Fig. S6. — Telomeric DNA is not maintained in *ter1*-STE_loop cells that lack telomerase. The telomerase holoenzyme component *est1* was deleted in *ter1*-STE_loop cells. Genomic DNA from *ter1*-STE_loop and three independently generated *ter1*-STE_loop *est1Δ* mutants was isolated after seven successive streaks. DNA was digested with ApaI and hybridized to a telomeric probe. Molecular weight markers are in kb.

Pot1 Binding to ter1-STE_loop Telomeres Is Reduced.

A ChIP assay was performed to determine if Pot1 binding to S. pombe telomeres in vivo was affected by the ter1-STE_loop allele (Fig. 4A). Indeed, Pot1-Myc bound less well to ter1-STE_loop than to wild-type telomeres (P = 0.00152). This difference was not due to reduced levels of Pot1-Myc in the ter1 mutant (Fig. 4A), nor can it be explained by the shorter length of ter1-STE_loop telomeres (Fig. 4B), as Pot1 bound equally well to short (37 °C) and wild-type–length (30 °C) telomeres when both had wild-type sequence (Fig. S7).

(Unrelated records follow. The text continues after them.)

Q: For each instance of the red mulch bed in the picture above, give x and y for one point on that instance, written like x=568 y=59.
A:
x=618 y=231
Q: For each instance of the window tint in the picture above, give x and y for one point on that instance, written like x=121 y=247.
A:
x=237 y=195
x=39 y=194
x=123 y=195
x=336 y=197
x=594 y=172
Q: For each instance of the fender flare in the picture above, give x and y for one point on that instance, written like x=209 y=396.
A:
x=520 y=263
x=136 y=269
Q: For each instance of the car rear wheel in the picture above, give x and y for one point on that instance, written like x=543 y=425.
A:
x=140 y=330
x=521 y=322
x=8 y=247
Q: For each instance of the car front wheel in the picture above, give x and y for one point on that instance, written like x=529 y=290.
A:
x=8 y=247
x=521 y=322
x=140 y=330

Fig. S7. — Short telomeres are not sufficient to cause reduced Pot1 binding. (*Upper Left*) ChIP assay demonstrating Pot1 relative fold enrichment at wild-type (30 °C) and short (37 °C) telomeres. ChIP was performed as described in Fig. 4. (*Bottom Left*) Western blot showing levels of Pot1-Myc in input lysates and immunoprecipitates. (*Right*) Telomere blot comparing telomere lengths of *pot1*-Myc wild-type cells before and after growth at 37 °C to shorten telomeres.

ter1-STE_loop Telomeric DNA Reduces Taz1 Binding.

A bacterial one-hybrid screen was used to examine Taz1 binding to mutant substrates (27). The binding preferences as determined by the bacterial one-hybrid system were identical to those obtained with the S. cerevisiae one-hybrid screen that identified Taz1 (Fig. S8B, lines 1 and 2) (28). Next we showed that Taz1 telomeric repeat binding was not affected by the presence of the rare cytosine (Fig. S8B, lines 2 and 4). When we extended this analysis to multiple direct repeats, we again found that the rare cytosine did not affect Taz1-Myb binding, as Taz1-Myb bound at least as well to two or four direct repeats each containing the rare C as it did to core telomeric repeats (Fig. S8C, lines 2 and 3 and Fig. S8D, lines 1 and 2). However, the presence of one or two guanines before each of the four copies of the core repeat increased Taz1-Myb binding (Fig. S8D, lines 1, 3, and 4). Each additional guanine increased Taz1 binding compared with the core sequence, but the first guanine had the largest effect (Fig. S8D, lines 1 and 3). Thus, repeats preceded by one or two guanines were the preferred Taz1-Myb binding substrate.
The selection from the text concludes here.